Desde su muerte nadie dudó de que la Iglesia contaba con un nuevo y grande santo. Pero pasarían más de 300 años de un largo proceso canónico, para que su santidad pudiera ser proclamada oficialmente. Y por fin, a mediados del siglo pasado dos estupendos milagros debidos a su intercesión, en Paraguay y las Islas Canarias, allanaron el camino a la merecida canonización. Y el 6 de mayo de 1962, en una grandiosa ceremonia en la Plaza de San Pedro en Roma, el Papa Juan XXIII declaró solemnemente Santo de la Iglesia Católica a fray Martín de Porres. Celebremos dignamente este cincuentenario proponiéndonos conocer, amar e imitar cada vez más a aquel que es sin duda el más ilustre de los peruanos.


FUENTES:

  • 1. Enriqueta VILA VILLAR, Santos de América, Ediciones Moretón, Bilbao, 1968, pp. 69-87.
  • 2. José Antonio DEL BUSTO DUTHURBURU, San Martín de Porras, Pontificia Universidad Católica del Perú, Fondo Editorial, 1992.

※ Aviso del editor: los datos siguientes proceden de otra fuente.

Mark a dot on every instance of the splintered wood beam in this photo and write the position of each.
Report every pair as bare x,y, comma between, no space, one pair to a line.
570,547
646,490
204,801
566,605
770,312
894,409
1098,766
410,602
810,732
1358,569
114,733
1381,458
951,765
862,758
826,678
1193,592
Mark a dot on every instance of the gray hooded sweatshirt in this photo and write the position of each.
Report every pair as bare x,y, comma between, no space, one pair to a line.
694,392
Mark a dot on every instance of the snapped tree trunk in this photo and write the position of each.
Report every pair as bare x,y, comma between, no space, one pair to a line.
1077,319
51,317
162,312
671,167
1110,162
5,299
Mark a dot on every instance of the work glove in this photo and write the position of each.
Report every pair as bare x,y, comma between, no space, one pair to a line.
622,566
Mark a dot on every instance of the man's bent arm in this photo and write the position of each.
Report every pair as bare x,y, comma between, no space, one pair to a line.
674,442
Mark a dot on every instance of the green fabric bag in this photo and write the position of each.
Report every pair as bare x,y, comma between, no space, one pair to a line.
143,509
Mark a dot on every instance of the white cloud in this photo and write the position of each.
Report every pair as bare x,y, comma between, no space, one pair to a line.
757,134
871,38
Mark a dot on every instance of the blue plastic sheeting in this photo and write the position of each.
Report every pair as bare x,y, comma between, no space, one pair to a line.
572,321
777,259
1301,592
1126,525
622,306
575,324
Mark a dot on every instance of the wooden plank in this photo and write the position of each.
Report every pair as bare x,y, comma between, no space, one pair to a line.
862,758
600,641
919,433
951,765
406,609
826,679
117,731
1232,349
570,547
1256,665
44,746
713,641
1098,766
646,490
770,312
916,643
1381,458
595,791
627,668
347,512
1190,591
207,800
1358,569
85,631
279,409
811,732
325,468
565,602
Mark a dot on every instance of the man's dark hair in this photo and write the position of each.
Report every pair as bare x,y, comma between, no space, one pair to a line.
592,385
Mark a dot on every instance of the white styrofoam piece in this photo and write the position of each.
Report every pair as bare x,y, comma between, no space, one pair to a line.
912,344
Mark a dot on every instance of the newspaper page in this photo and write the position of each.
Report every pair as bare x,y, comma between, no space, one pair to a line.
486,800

  • 3. José Manuel VALDÉS, Vida Admirable del Bienaventurado Fray Martín de Porres, Huerta y Cía. Impresores-Editores, Lima, 1863.
  • 4. Rafael SÁNCHEZ-CONCHA B., Santos y Santidad en el Perú Virreinal, Vida y Espiritualidad, Lima, 2003.
  • 5. Plinio M. SOLIMEO, San Martín de Porres, el extraordinario santo de las cosas extraordinarias, “Catolicismo”, S. Paulo, N° 611, noviembre de 2001.